The IG noted that, when fellow staff members were interviewed, they said they feared reprisal if they reported their long-standing concerns about Levy.
"A staff member, who was told whistleblowers were fired, was worried about reprisal and did not know how to challenge a doctor," the VA OIG wrote.
"Any one of these breakdowns could cause harmful results. Occurring together and over an extended period of time, the consequences were devastating, tragic and deadly," Daigh added.
In addition to jail time, Levy was ordered to pay restitution to the VA of $497,745.70 -- just a fraction of the $2.1 million it cost to conduct the VA OIG "look back" study that resulted in the report, "Pathology Oversight Failures at the Veterans Health Care System of the Ozarks in Fayetteville, Arkansas."
Daigh made 10 recommendations to the Veterans Health Administration and two to the Ozarks VA for improvements. They include:
- Improving assessments of newly hired providers
- Reviewing credentialing and privileging policies
- Improving pathology procedures and oversight of pathology and laboratories
- Bolstering quality management processes involving external non-VA assessments
- Ensuring that the Veterans Health Care System of the Ozarks evaluates its climate regarding reports of safety concerns and patient care
VA officials largely agreed with the recommendations and said they have already issued guidance for evaluating specialty care providers and improving performance monitoring standards for pathologists.
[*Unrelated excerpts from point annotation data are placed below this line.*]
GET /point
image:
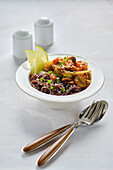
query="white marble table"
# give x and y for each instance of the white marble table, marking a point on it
(80, 27)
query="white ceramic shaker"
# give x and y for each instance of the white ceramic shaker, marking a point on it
(22, 40)
(43, 29)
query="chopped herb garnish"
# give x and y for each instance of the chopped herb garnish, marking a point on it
(63, 90)
(65, 58)
(49, 81)
(58, 80)
(56, 74)
(51, 88)
(65, 75)
(60, 62)
(42, 79)
(50, 72)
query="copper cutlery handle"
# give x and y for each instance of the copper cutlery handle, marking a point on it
(44, 139)
(53, 149)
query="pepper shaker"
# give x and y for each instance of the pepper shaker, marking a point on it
(22, 40)
(43, 29)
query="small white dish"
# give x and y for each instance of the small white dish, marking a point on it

"We are deeply saddened by the harm Dr. Levy committed against our veterans. Our medically vulnerable patients trusted him with their care and several lost their lives due to his behavior. VHA condemns his actions and is committed to improving processes to ensure safe care for veterans across the system," Acting VA Under Secretary for Health Dr. Richard Stone wrote in a response to the report.
Following Levy's sentencing, VA Inspector General Michael Missal said he hopes the outcome gives family members "some small measure of comfort."
"This sentence should send a strong message that those who abuse their positions of trust in caring for veterans will be held accountable," he said.